## `Influence of Machine Learning on the Diagnosis of Cardiovascular Diseases`

### `Problem Statement`

Cardiovascular Diseases (CVDs) are considered the leading cause of mortality globally, with at least `80%` of deaths associated with heart disease and strokes in individuals below the age of `70 years` (Rana et al., 2025). Indications that a patient has CVD are high levels of biomarkers in their blood, significant chest pain and abnormal readings on an ECG. Surprisingly, a lot of patients with CVD are difficult to diagnose using ECG when their results are largely normal. Therefore, the use of AI approaches can make a significant difference in how we diagnose CVD, ultimately improving the outcomes.

### `Objectives`

#### `General Objective`
- To develop a machine learning predictive model to aid in the diagnosis of cardiovascular diseases.

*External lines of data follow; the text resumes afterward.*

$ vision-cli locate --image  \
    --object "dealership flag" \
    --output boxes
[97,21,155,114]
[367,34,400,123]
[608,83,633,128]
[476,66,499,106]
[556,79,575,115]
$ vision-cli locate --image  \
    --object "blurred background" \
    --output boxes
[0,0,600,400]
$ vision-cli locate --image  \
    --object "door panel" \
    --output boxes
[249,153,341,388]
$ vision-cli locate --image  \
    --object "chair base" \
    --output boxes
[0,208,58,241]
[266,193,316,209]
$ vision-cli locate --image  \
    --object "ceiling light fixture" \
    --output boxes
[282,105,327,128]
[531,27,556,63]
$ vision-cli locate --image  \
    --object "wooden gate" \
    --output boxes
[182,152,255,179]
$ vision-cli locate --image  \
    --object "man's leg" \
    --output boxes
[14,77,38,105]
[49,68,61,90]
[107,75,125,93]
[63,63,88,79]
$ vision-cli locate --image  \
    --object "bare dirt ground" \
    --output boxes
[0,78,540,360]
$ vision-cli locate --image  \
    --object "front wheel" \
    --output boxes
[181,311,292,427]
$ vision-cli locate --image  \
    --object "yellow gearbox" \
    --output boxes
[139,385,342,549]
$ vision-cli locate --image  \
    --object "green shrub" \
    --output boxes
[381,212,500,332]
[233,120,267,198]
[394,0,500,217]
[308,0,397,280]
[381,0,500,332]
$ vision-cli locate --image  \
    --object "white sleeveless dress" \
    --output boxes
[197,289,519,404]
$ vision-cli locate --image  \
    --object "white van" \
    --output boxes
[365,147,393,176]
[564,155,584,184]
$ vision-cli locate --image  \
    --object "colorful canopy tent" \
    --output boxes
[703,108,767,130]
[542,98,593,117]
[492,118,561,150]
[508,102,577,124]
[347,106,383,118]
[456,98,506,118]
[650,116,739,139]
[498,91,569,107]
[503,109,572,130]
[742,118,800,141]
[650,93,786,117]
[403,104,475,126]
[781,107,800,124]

#### `Specific Objectives`

- To examine the appliations of machine learning in the diagnosis of CVDs.
- To evaluate the accuracy of machine learning tools in the diagnosis of CVDs.
- To design a machine learning model to diagnose CVDs.
- To evaluate and validate the developed CVDs diagnosing machine learning model using performance metrics.

### `Data Understanding`

The source of the data is: [kaggle](https://www.kaggle.com/datasets/sulianova/cardiovascular-disease-dataset)

`DISCLAIMER:` Kaggle datasets are meant for simulations and modelling, and not necessarily reflect the real word context.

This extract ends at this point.